Легендарный летчик Марк Лазаревич Галлай не только во время первого же фашистского налета на Москву сбил вражеский бомбардировщик, не только лично испытал и освоил 125 типов самолетов (по его собственному выражению, «настоящий летчик-испытатель должен свободно летать на всем, что только может летать, и с некоторым трудом на том, что летать не может»), но и готовил к полету в космос первых космонавтов («гагаринскую шестерку»), был ученым, доктором технических наук, профессором. Читая его книгу воспоминаний о войне, о суровых буднях летчика-испытателя, понимаешь, какую насыщенную, необычную жизнь прожил этот человек, как ярко мог он запечатлеть документальные факты, ценнейшие для истории отечественной авиации, создать запоминающиеся художественные образы, характеры.

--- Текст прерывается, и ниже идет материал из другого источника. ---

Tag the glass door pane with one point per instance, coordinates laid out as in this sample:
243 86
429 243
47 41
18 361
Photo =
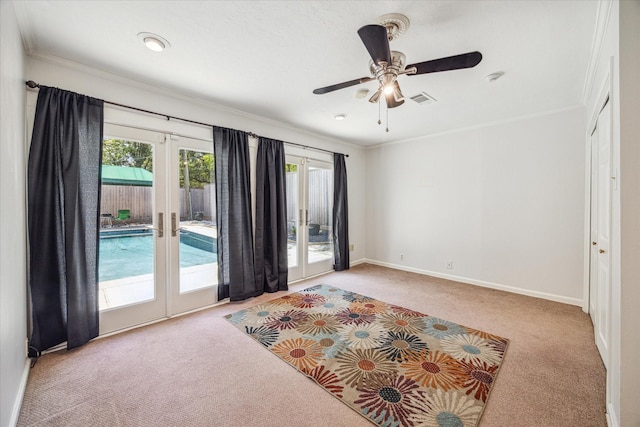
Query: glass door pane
295 226
193 225
129 276
319 200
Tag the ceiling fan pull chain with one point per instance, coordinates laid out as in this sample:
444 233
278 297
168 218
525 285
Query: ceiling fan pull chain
387 119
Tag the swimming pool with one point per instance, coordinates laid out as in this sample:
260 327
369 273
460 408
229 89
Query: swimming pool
127 253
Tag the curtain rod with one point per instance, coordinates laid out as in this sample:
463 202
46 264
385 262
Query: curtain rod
33 85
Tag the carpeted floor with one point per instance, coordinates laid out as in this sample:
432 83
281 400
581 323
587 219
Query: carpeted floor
197 370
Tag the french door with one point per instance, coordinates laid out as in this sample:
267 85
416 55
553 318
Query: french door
157 255
309 216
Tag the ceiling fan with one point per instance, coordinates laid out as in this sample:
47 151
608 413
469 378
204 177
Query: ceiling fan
386 64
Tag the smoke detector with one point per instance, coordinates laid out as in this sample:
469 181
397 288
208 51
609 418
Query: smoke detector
423 98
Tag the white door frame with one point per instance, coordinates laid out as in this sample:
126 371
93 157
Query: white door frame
304 268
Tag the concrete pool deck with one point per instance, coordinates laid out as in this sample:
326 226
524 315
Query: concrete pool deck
137 289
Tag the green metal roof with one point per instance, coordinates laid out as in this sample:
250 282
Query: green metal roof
123 175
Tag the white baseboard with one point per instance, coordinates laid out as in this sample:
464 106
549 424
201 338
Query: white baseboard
15 412
497 286
357 262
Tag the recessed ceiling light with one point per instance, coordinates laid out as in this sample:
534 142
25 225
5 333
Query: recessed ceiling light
154 41
494 76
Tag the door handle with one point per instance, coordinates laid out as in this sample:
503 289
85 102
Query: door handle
174 225
160 225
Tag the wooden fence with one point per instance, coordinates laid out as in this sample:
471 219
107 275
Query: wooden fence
138 200
320 191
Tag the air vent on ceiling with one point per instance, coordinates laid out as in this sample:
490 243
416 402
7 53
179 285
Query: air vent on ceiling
423 98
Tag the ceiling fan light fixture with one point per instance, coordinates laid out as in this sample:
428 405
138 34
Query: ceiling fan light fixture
154 42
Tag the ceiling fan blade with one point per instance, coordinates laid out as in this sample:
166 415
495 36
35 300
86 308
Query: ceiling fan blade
395 98
465 60
375 40
376 96
343 85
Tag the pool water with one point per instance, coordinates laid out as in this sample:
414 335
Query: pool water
132 255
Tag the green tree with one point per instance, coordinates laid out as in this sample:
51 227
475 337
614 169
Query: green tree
118 152
200 168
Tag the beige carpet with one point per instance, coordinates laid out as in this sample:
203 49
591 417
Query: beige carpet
196 370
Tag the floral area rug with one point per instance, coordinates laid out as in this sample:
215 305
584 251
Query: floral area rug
394 366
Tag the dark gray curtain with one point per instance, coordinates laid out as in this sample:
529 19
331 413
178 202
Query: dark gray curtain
63 210
340 214
236 274
271 261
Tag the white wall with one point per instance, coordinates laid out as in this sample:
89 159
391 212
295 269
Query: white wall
629 212
13 297
616 57
109 87
504 203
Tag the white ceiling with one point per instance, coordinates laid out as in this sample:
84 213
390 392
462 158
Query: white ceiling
266 57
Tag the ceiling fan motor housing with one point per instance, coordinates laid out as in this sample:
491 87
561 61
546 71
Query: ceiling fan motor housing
388 73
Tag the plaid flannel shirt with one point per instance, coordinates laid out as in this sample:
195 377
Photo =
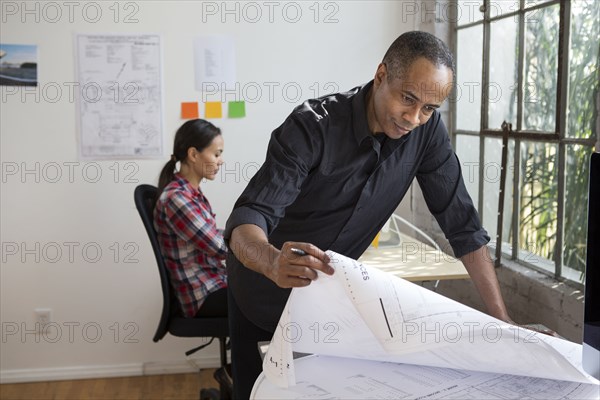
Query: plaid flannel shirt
192 246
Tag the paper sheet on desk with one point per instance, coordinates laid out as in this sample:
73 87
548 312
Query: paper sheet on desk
364 313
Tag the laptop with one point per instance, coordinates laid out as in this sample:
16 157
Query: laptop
591 319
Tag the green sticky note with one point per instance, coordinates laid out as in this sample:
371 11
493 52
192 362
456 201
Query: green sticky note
237 109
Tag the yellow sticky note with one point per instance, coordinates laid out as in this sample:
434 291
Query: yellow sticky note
375 242
212 109
189 110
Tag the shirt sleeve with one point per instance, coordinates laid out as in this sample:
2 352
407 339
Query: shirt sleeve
441 181
185 219
293 150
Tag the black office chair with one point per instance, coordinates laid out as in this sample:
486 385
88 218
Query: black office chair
170 320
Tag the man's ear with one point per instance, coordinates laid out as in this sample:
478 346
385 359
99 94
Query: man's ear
380 74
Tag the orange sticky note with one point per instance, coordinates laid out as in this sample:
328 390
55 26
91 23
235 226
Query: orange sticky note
375 242
189 110
212 109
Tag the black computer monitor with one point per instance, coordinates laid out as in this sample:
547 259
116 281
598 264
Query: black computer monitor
591 319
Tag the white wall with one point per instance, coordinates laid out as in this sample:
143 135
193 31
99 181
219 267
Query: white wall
118 297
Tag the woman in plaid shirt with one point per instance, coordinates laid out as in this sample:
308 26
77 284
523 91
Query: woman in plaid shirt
193 247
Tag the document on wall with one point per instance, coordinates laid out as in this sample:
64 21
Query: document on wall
119 88
362 313
214 57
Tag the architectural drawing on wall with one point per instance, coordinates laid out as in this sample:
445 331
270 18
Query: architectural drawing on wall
119 89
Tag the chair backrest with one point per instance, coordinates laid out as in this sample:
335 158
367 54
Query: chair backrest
145 197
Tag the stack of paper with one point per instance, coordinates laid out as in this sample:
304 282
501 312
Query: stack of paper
372 319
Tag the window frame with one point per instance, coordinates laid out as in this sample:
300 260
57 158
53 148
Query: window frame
518 135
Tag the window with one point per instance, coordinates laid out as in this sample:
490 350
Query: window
533 64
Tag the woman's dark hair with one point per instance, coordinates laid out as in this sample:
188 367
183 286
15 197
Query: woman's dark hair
410 46
196 133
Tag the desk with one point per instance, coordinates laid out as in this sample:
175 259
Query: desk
415 261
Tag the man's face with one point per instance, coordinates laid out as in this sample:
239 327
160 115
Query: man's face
400 105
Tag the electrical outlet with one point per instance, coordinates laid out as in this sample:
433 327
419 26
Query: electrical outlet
43 317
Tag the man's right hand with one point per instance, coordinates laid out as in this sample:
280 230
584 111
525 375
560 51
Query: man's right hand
290 269
284 267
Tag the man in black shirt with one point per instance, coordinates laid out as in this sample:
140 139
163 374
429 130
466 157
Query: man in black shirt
335 171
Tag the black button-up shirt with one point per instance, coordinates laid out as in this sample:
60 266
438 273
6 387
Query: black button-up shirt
329 181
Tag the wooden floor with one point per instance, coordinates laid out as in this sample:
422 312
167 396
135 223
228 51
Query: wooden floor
171 387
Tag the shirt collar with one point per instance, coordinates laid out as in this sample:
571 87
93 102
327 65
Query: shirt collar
359 108
186 184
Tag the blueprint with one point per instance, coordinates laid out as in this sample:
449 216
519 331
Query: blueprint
119 93
377 320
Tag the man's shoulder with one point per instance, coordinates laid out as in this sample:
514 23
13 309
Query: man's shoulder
326 106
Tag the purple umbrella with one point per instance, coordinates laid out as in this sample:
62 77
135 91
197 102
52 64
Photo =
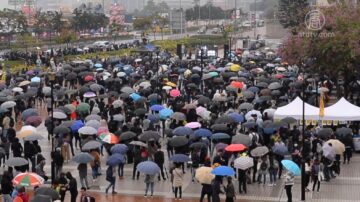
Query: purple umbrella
89 94
34 121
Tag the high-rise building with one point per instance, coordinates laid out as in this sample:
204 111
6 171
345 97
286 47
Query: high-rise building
131 5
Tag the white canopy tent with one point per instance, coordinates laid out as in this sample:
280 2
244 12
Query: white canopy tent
295 110
342 111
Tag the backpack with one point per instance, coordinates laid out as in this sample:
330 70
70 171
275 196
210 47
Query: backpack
315 169
18 199
263 165
88 199
109 174
12 122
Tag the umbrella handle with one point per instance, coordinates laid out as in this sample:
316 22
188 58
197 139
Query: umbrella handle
282 190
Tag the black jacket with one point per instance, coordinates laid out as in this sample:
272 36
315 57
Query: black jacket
159 157
6 186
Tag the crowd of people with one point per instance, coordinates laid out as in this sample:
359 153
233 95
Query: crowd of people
153 106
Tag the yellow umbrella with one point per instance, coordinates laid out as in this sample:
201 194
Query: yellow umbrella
26 131
170 84
203 175
235 68
338 146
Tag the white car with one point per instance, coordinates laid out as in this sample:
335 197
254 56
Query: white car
102 44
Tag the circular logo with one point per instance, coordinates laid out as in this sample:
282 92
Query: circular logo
315 20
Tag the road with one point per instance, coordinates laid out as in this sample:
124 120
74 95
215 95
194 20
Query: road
343 188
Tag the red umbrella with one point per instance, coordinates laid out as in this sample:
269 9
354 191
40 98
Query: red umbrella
235 148
88 78
174 93
237 84
34 121
279 76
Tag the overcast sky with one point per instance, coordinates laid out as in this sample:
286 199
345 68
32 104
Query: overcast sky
3 4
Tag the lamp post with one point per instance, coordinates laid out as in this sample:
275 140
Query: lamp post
52 80
302 143
202 67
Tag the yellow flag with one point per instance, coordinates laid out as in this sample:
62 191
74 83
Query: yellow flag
321 106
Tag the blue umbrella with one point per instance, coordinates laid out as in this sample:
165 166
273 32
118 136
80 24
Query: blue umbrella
119 149
154 118
98 65
182 131
83 157
202 132
291 167
219 136
223 171
249 124
128 69
148 167
237 117
180 158
157 108
115 160
35 79
253 89
165 113
76 126
269 131
135 96
280 149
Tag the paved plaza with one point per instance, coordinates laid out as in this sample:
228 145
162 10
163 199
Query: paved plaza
343 188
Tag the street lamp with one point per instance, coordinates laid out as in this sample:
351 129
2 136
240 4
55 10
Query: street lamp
52 76
303 186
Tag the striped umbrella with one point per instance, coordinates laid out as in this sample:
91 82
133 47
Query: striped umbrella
109 138
28 179
259 151
244 163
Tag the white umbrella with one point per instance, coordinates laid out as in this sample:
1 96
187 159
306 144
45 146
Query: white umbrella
59 115
253 112
87 130
244 163
17 89
8 104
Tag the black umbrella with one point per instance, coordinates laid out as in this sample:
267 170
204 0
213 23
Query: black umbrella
71 76
224 119
47 191
289 120
127 135
198 145
343 131
178 141
220 127
140 111
149 135
325 133
61 130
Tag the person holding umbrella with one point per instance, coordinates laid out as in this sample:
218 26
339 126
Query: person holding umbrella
72 187
230 191
289 182
149 182
178 178
82 168
110 178
216 188
159 160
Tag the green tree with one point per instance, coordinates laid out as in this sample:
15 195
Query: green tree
142 23
66 37
292 13
333 50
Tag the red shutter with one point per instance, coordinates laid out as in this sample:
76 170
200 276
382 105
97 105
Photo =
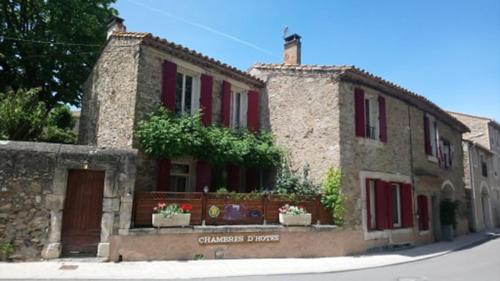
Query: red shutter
381 204
406 205
163 179
206 99
226 103
253 111
423 212
252 179
427 135
382 119
203 175
233 177
368 206
168 85
359 109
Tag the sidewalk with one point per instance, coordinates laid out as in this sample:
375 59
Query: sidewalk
90 269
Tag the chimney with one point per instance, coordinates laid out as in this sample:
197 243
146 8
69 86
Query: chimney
115 25
292 49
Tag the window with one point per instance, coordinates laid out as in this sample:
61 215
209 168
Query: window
396 205
371 118
179 177
238 110
185 94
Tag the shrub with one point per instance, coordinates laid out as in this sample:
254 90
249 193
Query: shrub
332 197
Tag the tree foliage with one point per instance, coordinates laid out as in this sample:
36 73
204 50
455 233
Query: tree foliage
58 69
163 135
332 197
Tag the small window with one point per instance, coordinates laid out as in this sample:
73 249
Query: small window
396 205
184 94
179 177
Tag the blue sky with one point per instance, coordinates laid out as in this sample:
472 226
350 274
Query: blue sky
448 51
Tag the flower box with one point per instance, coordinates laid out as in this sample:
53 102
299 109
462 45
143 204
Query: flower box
160 220
300 219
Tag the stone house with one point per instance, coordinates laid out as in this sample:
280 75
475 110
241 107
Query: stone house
135 75
482 169
400 154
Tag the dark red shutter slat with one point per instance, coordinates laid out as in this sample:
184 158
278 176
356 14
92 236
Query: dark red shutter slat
368 206
252 179
381 204
253 111
359 109
168 85
233 177
206 99
382 119
163 179
427 135
406 205
203 175
226 103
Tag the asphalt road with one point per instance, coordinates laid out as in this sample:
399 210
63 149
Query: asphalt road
481 263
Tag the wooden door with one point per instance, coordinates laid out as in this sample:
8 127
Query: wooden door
81 229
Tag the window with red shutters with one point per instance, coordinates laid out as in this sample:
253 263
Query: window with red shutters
226 104
206 99
253 111
359 110
168 90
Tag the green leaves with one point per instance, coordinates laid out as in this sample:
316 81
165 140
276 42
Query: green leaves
332 197
163 135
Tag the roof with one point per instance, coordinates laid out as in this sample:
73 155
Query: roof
490 121
355 74
191 56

Яркие, самобытные образы космонавтов, учёных, конструкторов показаны в повести «С человеком на борту», в которой рассказывается о подготовке и проведении первых космических полётов.
Эта рукопись — последнее, над чем работал давний автор и добрый друг нашего журнала Марк Лазаревич Галлай. Через несколько дней после того, как он поставил точку, его не стало…
В книге рассказывается история главного героя, который сталкивается с различными проблемами и препятствиями на протяжении всего своего путешествия. По пути он встречает множество второстепенных персонажей, которые играют важные роли в истории. Благодаря опыту главного героя книга исследует такие темы, как любовь, потеря, надежда и стойкость. По мере того, как главный герой преодолевает свои трудности, он усваивает ценные уроки жизни и растет как личность.
В повестях калининского прозаика Юрия Козлова с художественной достоверностью прослеживается судьба героев с их детства до времени суровых испытаний в годы Великой Отечественной войны, когда они, еще не переступив порога юности, добиваются призыва в армию и достойно заменяют погибших на полях сражений отцов и старших братьев. Завершает книгу повесть «Из эвенкийской тетради», герои которой — все те же недавние молодые защитники Родины — приезжают с геологической экспедицией осваивать природные богатства сибирской тайги.
В книге рассказывается история главного героя, который сталкивается с различными проблемами и препятствиями на протяжении всего своего путешествия. По пути он встречает множество второстепенных персонажей, которые играют важные роли в истории. Благодаря опыту главного героя книга исследует такие темы, как любовь, потеря, надежда и стойкость. По мере того, как главный герой преодолевает свои трудности, он усваивает ценные уроки жизни и растет как личность.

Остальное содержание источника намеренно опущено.